If you have a canker sore, you want to avoid things like coffee, citrus fruits and spices which can irritate the sores. And stay away from dairy foods, sugary foods and animal proteins to let your body concentrate on dissolving the sores instead of trying to digest complex, toxin-ridden foods.
Flatulence may have been a laughing matter in grade school, but when it’s reoccurring at the office or after a nice dinner with your lady, it’s no longer funny. Obviously, flatulence is caused by a buildup of gas in your intestines, so your diet has to be the first place you look to conquer the problem. Stay away from high-carbohydrate foods like beans, potatoes, oats, and vegetables and fruit like Brussels sprouts, cauliflower and broccoli. Other foods with yeast, like cheeses and breads, can also produce gas, and so can carbonated drinks.

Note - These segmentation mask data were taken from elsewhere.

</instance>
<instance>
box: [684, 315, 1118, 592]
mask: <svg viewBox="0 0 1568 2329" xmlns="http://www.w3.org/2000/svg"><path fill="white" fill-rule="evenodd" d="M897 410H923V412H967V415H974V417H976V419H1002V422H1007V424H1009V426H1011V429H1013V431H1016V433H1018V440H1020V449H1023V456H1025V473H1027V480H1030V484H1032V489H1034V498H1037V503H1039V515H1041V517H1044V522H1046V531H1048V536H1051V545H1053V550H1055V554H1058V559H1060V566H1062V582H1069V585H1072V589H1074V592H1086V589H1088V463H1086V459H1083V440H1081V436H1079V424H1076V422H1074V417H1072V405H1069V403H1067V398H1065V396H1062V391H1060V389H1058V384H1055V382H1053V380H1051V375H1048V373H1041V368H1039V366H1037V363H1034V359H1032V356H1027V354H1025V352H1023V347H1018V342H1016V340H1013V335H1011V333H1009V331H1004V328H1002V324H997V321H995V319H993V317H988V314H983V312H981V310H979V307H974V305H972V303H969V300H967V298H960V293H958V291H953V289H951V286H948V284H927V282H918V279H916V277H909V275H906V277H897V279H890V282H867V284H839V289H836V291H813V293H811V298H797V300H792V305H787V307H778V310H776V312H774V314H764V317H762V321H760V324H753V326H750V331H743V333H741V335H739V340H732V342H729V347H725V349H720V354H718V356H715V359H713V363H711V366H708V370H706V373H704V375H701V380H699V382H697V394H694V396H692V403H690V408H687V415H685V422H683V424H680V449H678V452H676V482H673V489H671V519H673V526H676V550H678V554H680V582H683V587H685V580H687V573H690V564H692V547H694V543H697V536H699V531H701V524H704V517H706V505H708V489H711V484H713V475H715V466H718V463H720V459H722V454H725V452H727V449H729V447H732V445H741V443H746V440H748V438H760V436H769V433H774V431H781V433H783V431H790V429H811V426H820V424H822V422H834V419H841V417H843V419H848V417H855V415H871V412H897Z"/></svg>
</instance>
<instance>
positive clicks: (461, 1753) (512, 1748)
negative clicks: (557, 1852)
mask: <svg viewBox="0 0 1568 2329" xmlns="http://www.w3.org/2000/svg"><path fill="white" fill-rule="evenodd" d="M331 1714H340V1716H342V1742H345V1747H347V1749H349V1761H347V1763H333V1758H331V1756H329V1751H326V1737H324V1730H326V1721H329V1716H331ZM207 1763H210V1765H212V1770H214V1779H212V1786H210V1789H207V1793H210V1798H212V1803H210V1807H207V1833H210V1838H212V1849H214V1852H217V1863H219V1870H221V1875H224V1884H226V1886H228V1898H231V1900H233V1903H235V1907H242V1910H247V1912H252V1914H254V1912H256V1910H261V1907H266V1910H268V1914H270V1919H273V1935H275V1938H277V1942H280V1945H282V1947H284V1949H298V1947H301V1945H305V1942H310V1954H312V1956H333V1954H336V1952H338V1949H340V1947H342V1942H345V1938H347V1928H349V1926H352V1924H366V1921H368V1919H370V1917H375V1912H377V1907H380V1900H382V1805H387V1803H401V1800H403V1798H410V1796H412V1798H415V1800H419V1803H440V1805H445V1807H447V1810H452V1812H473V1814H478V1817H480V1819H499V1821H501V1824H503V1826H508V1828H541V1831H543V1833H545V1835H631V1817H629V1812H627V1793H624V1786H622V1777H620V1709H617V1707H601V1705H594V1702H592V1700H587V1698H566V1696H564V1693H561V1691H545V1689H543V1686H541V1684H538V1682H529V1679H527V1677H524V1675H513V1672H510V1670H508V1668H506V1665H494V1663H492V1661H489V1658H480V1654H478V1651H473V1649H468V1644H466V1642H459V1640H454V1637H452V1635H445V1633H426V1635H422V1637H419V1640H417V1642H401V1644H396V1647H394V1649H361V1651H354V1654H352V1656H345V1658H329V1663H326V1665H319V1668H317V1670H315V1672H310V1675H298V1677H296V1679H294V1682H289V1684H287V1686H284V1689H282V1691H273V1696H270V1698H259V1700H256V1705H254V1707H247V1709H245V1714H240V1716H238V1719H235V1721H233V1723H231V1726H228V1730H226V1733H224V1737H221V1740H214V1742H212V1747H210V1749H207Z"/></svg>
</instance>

One of the best ways to soothe digestive muscles is with menthol, so try chewing peppermint after meals. The menthol will ease tension on the digestive tract and reduce bloating and abdominal pains — and help freshen your breath. Also, chewing on fresh ginger slices that have been marinated in lime juice or drinking a cup of warm water with two teaspoons of brandy mixed in can also help relax the works a bit.
Some other things you may want to consider to help prevent gas is to eat smaller meals and chew foods slowly and steadily. Properly chewed foods pass more easily through the digestive tract. Also, get regular exercise to keep the body processing the fuel you give it.
Prevention is key
There are a host of healing foods out there that can cure common ailments, and the old adage, “If it tastes bad, it must be good for you,” need not necessarily apply! As always, prevention is the best medicine when dealing with the minor aches and pains we all suffer. Avoid refined flour, sugar, alcohol, and caffeine, as well as processed foods like chips and cheap crackers. Get regular exercise and get plenty of sleep.
Of course, along the way you will probably catch a cold or get the occasional pimple — we all do — but following these tips and trying some of these natural cures can help your body ward off the little ailments that can, with time, lead to bigger problems.